Alternatives considered¶
| Option | Pros | Cons | Why not chosen |
|---|---|---|---|
Wire the JSON parser to actually populate has_norm / norm_mean / norm_std from sidecar keys | Restores the documented contract; future models could ship runtime scalers | Adds a code path nothing exercises — the canonical export bakes the affine into the ONNX graph. Two more producers (trainers) would need to learn to emit the keys. Pure scope creep. | Defer; if a real producer appears the parsing is trivially re-added |
| Keep the dead fields + branches, just fix the leak | Smaller diff | Leaves the producer / consumer contract violation in place; ADR-0114 already flagged it as a deferred cleanup | The audit's whole purpose is to close latent traps |
Make extract_string_array skip freeing on error and force every caller to handle cleanup correctly | Producer stays lean | All three call sites already had a (broken) cleanup loop — they got the cleanup wrong because the API contract was non-obvious.
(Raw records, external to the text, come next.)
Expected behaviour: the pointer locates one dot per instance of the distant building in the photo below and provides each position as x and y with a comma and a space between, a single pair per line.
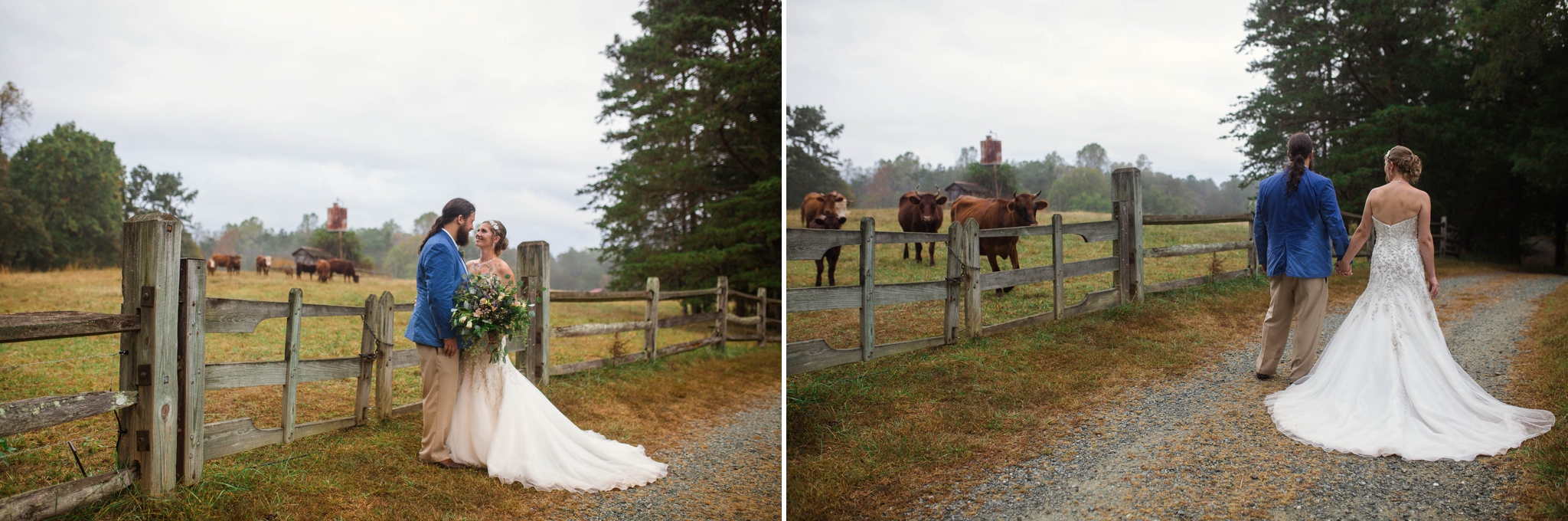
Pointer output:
963, 187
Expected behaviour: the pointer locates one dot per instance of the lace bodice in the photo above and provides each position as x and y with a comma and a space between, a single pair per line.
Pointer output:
1396, 257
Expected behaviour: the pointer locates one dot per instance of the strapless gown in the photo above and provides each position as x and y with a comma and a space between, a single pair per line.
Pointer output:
1387, 383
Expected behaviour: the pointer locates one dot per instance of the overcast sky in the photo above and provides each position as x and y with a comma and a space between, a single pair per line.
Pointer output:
932, 77
279, 109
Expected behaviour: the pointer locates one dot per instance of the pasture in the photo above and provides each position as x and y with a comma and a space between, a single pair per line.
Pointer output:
640, 404
913, 320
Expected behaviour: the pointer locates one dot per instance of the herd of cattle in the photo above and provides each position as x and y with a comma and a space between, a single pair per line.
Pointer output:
923, 212
264, 266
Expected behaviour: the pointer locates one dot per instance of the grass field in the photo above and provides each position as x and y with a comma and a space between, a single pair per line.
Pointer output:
913, 320
642, 404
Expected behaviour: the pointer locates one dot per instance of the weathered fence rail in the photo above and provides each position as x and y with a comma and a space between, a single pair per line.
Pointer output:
165, 377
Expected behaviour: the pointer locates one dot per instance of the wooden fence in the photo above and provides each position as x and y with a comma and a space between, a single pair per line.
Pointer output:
167, 316
965, 280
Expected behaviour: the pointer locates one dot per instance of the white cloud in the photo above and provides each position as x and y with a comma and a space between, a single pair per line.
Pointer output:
930, 77
279, 109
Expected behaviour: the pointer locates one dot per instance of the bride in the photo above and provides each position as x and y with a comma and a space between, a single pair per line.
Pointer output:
505, 424
1387, 382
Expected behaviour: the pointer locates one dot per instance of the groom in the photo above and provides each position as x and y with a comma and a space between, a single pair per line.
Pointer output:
430, 329
1295, 223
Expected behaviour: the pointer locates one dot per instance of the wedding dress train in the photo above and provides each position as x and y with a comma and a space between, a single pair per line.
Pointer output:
1387, 382
505, 424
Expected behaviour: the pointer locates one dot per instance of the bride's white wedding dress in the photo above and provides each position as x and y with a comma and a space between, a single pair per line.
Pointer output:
1387, 382
502, 422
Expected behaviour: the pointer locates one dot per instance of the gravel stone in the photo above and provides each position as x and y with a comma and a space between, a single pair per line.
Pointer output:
1204, 447
728, 473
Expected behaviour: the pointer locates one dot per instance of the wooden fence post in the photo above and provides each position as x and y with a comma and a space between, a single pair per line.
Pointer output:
1060, 280
384, 356
534, 259
151, 287
1252, 250
193, 369
292, 362
651, 314
763, 316
867, 287
371, 326
956, 281
722, 327
972, 278
1129, 188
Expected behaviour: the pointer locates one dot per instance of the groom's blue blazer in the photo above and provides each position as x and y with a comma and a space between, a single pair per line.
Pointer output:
435, 280
1295, 231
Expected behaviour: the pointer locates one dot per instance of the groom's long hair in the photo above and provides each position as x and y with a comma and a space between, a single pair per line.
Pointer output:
1298, 149
453, 209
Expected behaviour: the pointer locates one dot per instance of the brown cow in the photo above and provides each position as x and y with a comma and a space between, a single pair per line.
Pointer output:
230, 264
815, 205
341, 266
1020, 211
827, 220
921, 212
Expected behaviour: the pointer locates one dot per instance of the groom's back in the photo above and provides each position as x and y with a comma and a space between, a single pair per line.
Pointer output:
1302, 226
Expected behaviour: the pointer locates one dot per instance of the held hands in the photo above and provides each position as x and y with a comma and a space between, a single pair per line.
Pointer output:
1343, 267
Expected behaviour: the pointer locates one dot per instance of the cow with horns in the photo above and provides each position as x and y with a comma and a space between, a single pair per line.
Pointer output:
990, 214
921, 212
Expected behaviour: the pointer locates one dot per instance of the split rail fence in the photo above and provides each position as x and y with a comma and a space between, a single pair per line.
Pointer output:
965, 280
167, 316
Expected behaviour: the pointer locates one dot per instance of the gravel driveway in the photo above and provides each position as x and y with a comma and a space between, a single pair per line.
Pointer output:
728, 473
1206, 447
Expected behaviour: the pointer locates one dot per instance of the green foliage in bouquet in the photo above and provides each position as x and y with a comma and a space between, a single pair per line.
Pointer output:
488, 306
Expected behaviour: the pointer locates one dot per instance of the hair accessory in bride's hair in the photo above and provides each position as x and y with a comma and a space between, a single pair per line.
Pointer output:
501, 234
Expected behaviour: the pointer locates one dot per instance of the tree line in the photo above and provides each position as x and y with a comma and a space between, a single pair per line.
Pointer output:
1478, 88
1080, 185
63, 195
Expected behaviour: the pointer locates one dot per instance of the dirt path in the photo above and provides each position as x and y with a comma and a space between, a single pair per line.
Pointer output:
1206, 447
731, 473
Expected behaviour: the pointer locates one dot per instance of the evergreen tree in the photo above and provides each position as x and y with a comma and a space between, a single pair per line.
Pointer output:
697, 193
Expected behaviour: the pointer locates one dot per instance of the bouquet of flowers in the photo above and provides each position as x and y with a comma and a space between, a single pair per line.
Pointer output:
490, 306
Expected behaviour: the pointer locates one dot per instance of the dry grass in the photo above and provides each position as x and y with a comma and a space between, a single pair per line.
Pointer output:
1540, 380
642, 404
867, 440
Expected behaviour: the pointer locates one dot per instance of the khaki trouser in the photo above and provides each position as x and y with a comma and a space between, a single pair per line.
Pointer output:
441, 375
1307, 300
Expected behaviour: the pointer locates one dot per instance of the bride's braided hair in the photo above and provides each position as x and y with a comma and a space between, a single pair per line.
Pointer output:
1406, 162
501, 234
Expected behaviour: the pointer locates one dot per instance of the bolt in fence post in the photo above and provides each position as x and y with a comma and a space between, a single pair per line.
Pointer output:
867, 287
368, 363
956, 287
151, 248
972, 278
1059, 280
651, 314
292, 362
193, 369
722, 327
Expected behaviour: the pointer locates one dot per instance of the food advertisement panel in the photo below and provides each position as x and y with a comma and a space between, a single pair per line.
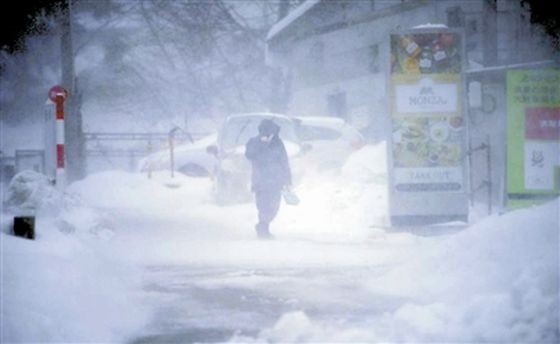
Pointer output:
427, 117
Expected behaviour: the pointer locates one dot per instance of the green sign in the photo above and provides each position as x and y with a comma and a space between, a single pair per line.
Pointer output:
533, 136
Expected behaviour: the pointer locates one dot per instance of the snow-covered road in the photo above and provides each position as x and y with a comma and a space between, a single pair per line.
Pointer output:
136, 261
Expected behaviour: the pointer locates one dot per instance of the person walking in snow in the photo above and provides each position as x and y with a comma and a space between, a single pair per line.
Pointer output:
270, 173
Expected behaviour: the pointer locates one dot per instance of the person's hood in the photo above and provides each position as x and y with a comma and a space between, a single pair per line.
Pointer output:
268, 127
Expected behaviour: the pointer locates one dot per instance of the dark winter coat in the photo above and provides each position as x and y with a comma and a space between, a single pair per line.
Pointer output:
271, 169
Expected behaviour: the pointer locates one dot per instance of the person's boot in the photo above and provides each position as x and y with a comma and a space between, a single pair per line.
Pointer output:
263, 231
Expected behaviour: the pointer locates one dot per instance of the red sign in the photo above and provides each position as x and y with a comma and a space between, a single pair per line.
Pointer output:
542, 123
57, 91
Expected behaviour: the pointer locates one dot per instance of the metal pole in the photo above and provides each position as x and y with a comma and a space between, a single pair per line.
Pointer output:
171, 153
489, 171
60, 166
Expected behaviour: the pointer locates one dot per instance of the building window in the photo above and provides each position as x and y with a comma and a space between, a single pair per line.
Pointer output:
317, 53
373, 58
455, 17
336, 104
472, 27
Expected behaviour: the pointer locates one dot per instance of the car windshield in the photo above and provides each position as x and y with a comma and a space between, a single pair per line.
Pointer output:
237, 131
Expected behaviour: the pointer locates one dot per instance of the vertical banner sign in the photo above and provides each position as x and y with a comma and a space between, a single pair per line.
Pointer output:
533, 136
427, 150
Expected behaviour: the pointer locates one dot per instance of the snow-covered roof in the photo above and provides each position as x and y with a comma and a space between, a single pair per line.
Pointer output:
502, 68
431, 26
290, 18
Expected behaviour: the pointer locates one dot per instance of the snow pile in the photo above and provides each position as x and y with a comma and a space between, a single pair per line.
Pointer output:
58, 287
497, 281
30, 192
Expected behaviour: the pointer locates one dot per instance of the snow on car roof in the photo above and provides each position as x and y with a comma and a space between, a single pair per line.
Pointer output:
321, 121
257, 114
290, 18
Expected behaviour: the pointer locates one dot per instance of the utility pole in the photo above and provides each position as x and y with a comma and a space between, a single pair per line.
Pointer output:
490, 29
73, 131
279, 87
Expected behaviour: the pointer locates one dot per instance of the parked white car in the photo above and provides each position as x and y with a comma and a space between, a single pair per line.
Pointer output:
331, 140
233, 172
191, 159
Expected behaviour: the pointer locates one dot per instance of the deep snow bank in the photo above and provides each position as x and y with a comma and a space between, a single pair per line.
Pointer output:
497, 281
59, 288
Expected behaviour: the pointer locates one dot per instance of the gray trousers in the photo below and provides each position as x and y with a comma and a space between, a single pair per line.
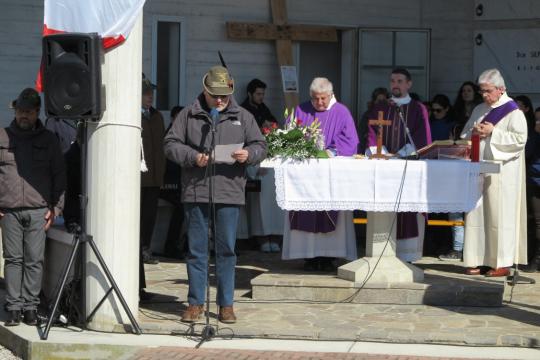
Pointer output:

Moving ownership to the producer makes the safe path the only path | Producer-side cleanup is the universally-safer C convention |
| Add a clang-tidy / cppcheck custom rule to flag "writes to out without setting out_n on error" | Catches the bug class globally | One-off pattern; no other repo functions have the same shape; tooling cost far exceeds the value | Single function, single fix |
Consequences¶
- Positive: producer / consumer contract is consistent again (sidecar-driven luma normalisation is no longer an unstated half-feature); coverage on
dnn_api.clifts by ~3pp (dead-line removal closes one of the two ceilings called out in ADR-0114); malformed sidecar JSON no longer leaks string allocations on the session-open hot path (closes a bounded-but-real leak in an attacker-controlled input path). - Negative:
VmafModelSidecarABI changes (six internal fields removed). The struct lives incore/src/dnn/model_loader.h— an internal header, not undercore/include/libvmaf/— so no public-ABI consumer is affected. All internal callers are updated in the same PR. - Neutral / follow-ups: ADR-0114's per-file coverage override for
dnn_api.ccan be tightened once a coverage run confirms the new number; not changed here to keep the diff focused.
References¶
- ADR-0114 — Alternatives §2 explicitly flagged "delete the dead
has_normbranch indnn_api.c(lines 141-144)" as a deferred follow-up. This ADR executes that. - ADR-0113 References — also mentioned the
has_normremoval as a separate cleanup. core/src/dnn/AGENTS.md— sidecar layout invariants.- Source:
req(paraphrased): user-directed deep audit ofcore/src/dnn/to surface a real correctness bug and bundle the fix as a single draft PR. The audit found exactly the latent contract violation ADR-0114 had already documented, plus a related partial-allocation leak in the same file.